Indeed, as of February, about 70,000 Americans have died of covid-19, according to the Centers for Disease Control and Prevention. And while our highly effective vaccines should soon turn the tide against the pandemic, hundreds of people die every day, while hospitalizations and new daily cases remain relatively high. However, things could have been worse. In a worst-case scenario where vaccines did not appear and the pandemic killed 1.5 million people in the United States before the herd’s immunity was reached, the authors estimated that probably 116,900 children would have lost a parent.

Even once the pandemic is over, there will be those left behind to mourn the people lost by it. Another study last year by some of the same authors behind this new research, found that every covid-19 death in the US leaves behind about 9 family members on average. And, as with the pandemic itself, these losses will disproportionately affect more groups than others. In this current study, black children accounted for 20% of parental deaths, despite the fact that they accounted for only 14% of children in general.

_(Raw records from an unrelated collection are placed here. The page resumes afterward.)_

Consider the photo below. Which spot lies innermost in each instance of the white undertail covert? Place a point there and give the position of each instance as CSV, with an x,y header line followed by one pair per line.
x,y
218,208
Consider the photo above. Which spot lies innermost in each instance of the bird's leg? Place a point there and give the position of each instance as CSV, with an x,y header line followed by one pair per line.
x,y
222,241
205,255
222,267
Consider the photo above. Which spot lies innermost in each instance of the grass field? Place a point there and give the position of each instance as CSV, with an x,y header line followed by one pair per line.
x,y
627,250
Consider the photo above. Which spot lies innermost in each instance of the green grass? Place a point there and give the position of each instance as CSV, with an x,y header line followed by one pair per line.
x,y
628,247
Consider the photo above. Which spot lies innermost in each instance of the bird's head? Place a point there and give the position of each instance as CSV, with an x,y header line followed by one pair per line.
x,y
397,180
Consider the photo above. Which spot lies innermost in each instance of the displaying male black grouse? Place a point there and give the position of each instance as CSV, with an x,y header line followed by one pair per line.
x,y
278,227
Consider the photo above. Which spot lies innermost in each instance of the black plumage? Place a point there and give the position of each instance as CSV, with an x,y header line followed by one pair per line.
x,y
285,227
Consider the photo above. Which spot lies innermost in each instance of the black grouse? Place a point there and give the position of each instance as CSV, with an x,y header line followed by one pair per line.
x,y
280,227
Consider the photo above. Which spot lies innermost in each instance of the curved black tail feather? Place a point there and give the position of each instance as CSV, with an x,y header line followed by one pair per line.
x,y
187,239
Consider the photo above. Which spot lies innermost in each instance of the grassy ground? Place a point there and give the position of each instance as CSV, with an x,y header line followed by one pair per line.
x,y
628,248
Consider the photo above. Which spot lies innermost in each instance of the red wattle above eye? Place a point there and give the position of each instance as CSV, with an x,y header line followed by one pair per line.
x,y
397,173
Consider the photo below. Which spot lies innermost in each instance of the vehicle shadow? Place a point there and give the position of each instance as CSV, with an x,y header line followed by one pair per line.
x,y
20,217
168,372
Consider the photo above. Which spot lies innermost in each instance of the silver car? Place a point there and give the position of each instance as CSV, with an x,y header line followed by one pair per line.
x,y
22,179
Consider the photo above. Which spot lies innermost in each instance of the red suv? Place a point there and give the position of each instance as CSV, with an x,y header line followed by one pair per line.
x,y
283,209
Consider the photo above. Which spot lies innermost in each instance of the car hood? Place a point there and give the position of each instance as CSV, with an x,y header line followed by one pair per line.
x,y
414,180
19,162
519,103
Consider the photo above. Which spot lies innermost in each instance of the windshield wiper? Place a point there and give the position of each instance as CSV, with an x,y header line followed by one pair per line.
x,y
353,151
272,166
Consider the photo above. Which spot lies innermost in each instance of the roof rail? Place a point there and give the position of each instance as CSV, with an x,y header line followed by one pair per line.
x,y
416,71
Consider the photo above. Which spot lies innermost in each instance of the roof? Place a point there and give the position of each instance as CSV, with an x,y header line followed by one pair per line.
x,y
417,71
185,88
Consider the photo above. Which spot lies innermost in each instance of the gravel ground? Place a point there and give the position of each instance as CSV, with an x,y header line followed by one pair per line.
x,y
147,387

“Our research shows that children face different types of risk than those faced by older adults, but they are not immune,” Margolis said. “In addition, many adults have lost their parents or other family members. There are serious consequences of grief, especially for children at high risk of poor mental health and economic stress. ”

While the elderly remain the most vulnerable to death from covid-19, the largely incessant pandemic has claimed the lives of many young Americans. Conformable CDC data, more than 100,000 people under the age of 65 died because of it. Given their results, researchers are advocating for more to be done to help people, especially children, most directly affected by all these deaths.

“My hope is that as we emerge from the pandemic, we will take the pain process seriously. I would like to see more governments offering mourning leave, “Margolis said. “In addition, for children who have lost a parent, we need to find out who these children are, connect them to local services and help them receive short- and long-term support. We know that losing a parent is difficult in the best of times. It is even more difficult when we cannot gather and support each other. ”

This article was updated with comments from one of the study’s authors.